El aumento de presión desplaza los líquidos laberínticos con una corriente utriculípeta, apareciendo un nistagmo hacia el lado enfermo y la descompresión un movimiento utriculífugo, apareciendo un nistagmo hacia el lado sano. El pseudosigno de la fístula aparece en perforaciones timpánicas sin fístula, por enfriamiento del canal semicircular. El signo de Heenebert, es un signo de la fístula positivo sin que ésta exista, patognomónico de la sífilis congénita. Pruebas instrumentales del reflejo vestíbulo-ocular:se trata de estimular dicho reflejo en un sujeto sano,generando un nistagmo fisiológico calórico o rotatorio,para cuantificar la excitabilidad refleja vestibular.

  • Prueba calórica: el estímulo es la irrigación del CAE con agua caliente o fría la cual genera una corriente endolinfática en el conducto semicircular lateral del lado estudiado. Se produce un nistagmo calórico que bate hacia el lado estimulado si es con agua caliente,y hacia el lado no estimulado,si es con agua fría (“huye del frío y se acerca al calor ”).

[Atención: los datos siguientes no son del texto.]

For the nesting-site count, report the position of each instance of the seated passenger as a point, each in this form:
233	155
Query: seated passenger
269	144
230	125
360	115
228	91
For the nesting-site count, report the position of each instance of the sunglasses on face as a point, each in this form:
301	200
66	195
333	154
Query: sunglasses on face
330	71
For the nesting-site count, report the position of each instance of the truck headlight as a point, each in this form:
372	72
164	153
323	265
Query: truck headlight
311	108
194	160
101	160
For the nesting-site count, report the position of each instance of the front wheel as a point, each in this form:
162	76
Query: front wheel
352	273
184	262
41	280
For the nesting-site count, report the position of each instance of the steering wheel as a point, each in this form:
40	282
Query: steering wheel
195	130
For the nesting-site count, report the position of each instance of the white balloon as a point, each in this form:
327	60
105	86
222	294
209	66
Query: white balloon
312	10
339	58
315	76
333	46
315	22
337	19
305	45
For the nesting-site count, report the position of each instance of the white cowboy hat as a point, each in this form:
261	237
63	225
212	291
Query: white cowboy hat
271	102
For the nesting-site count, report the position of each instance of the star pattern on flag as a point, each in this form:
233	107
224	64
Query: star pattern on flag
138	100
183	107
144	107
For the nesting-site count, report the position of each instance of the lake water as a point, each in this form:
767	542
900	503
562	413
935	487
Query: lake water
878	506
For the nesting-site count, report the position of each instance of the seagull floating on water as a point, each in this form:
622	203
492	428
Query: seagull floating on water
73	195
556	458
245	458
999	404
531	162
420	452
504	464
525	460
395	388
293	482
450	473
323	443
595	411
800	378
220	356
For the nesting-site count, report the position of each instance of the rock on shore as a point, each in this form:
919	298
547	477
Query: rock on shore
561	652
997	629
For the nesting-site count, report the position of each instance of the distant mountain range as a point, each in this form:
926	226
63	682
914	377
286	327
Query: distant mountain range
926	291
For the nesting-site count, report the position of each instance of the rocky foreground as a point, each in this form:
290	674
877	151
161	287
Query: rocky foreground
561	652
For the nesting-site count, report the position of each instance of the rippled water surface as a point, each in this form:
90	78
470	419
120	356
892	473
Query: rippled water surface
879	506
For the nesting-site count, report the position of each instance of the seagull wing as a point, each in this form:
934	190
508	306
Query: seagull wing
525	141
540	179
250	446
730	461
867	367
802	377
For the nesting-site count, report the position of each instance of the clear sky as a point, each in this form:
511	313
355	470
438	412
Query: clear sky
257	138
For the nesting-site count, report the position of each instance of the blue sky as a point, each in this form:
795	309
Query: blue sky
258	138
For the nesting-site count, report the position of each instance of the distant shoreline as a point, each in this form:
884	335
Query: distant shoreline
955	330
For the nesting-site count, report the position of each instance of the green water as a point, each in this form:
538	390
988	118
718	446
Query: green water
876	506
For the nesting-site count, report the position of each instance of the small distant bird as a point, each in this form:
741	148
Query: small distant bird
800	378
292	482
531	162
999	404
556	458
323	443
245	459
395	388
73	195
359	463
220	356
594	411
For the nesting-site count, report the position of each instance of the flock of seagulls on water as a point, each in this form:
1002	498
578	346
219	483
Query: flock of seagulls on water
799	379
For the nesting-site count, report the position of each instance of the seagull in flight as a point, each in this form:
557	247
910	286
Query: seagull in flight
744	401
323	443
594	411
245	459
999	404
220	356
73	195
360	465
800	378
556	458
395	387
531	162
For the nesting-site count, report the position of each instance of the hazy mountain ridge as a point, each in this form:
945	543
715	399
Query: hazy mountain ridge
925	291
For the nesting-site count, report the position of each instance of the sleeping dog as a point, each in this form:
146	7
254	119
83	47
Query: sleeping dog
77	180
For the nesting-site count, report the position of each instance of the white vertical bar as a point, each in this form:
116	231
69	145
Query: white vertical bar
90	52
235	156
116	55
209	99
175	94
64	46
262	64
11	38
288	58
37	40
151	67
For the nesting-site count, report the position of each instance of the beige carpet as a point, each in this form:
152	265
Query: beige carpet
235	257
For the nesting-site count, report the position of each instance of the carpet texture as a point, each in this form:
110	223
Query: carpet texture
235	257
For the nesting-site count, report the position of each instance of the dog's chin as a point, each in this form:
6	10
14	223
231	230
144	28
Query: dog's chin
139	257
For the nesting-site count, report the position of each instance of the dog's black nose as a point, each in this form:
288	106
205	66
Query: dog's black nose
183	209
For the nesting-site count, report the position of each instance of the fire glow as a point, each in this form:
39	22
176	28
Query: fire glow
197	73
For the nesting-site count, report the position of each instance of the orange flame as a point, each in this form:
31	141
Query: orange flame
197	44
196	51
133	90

  • Prueba rotatoria: el estímulo son rotaciones que producen aceleraciones angulares con corrientes endolinfáticas, que estimulan ambos conductos semicirculares horizontales, produciendo un nistagmo rotatorio, que sigue la dirección del giro.

Pruebas del sistema retino-ocular y oculomotor: sistema sacádico, sistema de seguimiento ocular y estudio del nistagmo optocinético. El nistagmo optocinético es fisiológico y se genera tras seguir con los ojos el desplazamiento de un objeto en el campo visual y su dirección es contraria al movimiento del objeto. Su alteración indica patología central, siendo un signo precoz de esclerosis múltiple.